Petahana yang mempunyai kegiatan pemerintahan sudah punya panggung gratis. Terlebih jika rajin turba meski tetap mengikuti prokes.

” Faktanya yang memiliki panggung gratis hanya Mas Tri. Efektif atau tidak panggung itu dimanfaatkan ya jawabannya ada di publik. Jika turba memberi kesan positif dan memberi solusi setiap keluhan publik pasti surveinya akan tinggi,” terangnya.

Dijelaskan Didit, jabatan pasangan Walikota Bekasi Rahmat Effendi dan Wakil Walikota Tri Adhianto Cahyono akan berakhir pada 20 September 2023 atau 2,5 tahun lagi.

Sementara sesuai UU No. 10 tahun 2016 terkait jadwal pelaksanaan Pilkada serentak akan dihelat bulan November 2024. Tahapan Pilkada dimulai bulan Oktober 2023 dan pencalonan kepala daerah pada Agustus 2024. Hal tersebut untuk singkronisasi dengan hasil Pileg DPRD.

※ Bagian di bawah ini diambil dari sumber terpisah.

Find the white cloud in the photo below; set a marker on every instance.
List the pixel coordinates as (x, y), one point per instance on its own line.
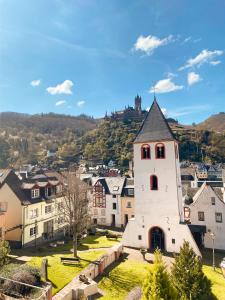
(193, 78)
(203, 57)
(215, 62)
(188, 110)
(165, 86)
(149, 43)
(60, 102)
(170, 75)
(187, 40)
(164, 111)
(80, 103)
(63, 88)
(35, 82)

Yang jelas, dengan batalnya revisi UU Pemilu, maka setidaknya ada 101 kepala daerah yang terdiri 7 gubernur, 76 bupati dan 18 wali kota berakhir masa jabatannya pada 2022 dan harus diisi oleh pejabat pengganti (Pj).

Demikian pula yang berakhir di tahun 2023 sebanyak 171 kepala daerah yang terdiri dari 17 gubernur, 115 bupati dan 39 wali kota.

Bagi kepala daerah yang berminat kembali mengikuti kontestasi pilkada harus bersabar menunggu Pilkada Serentak 2024, baik bagi yang baru menjabat satu periode atau dua periode berminat ke level di atas, seperti dari bupati/wali kota ke gubernur atau dari gubernur ke presiden, juga bersabar menunggu 2024.

Bagi kepala daerah yang habis masa jabatan di 2022 dan 2023, bisa jadi untuk sementara jeda, break, istirahat menjadi rakyat biasa. Pada posisi inilah yang ditengarai akan menurunkan elektabilitas yang bersangkutan.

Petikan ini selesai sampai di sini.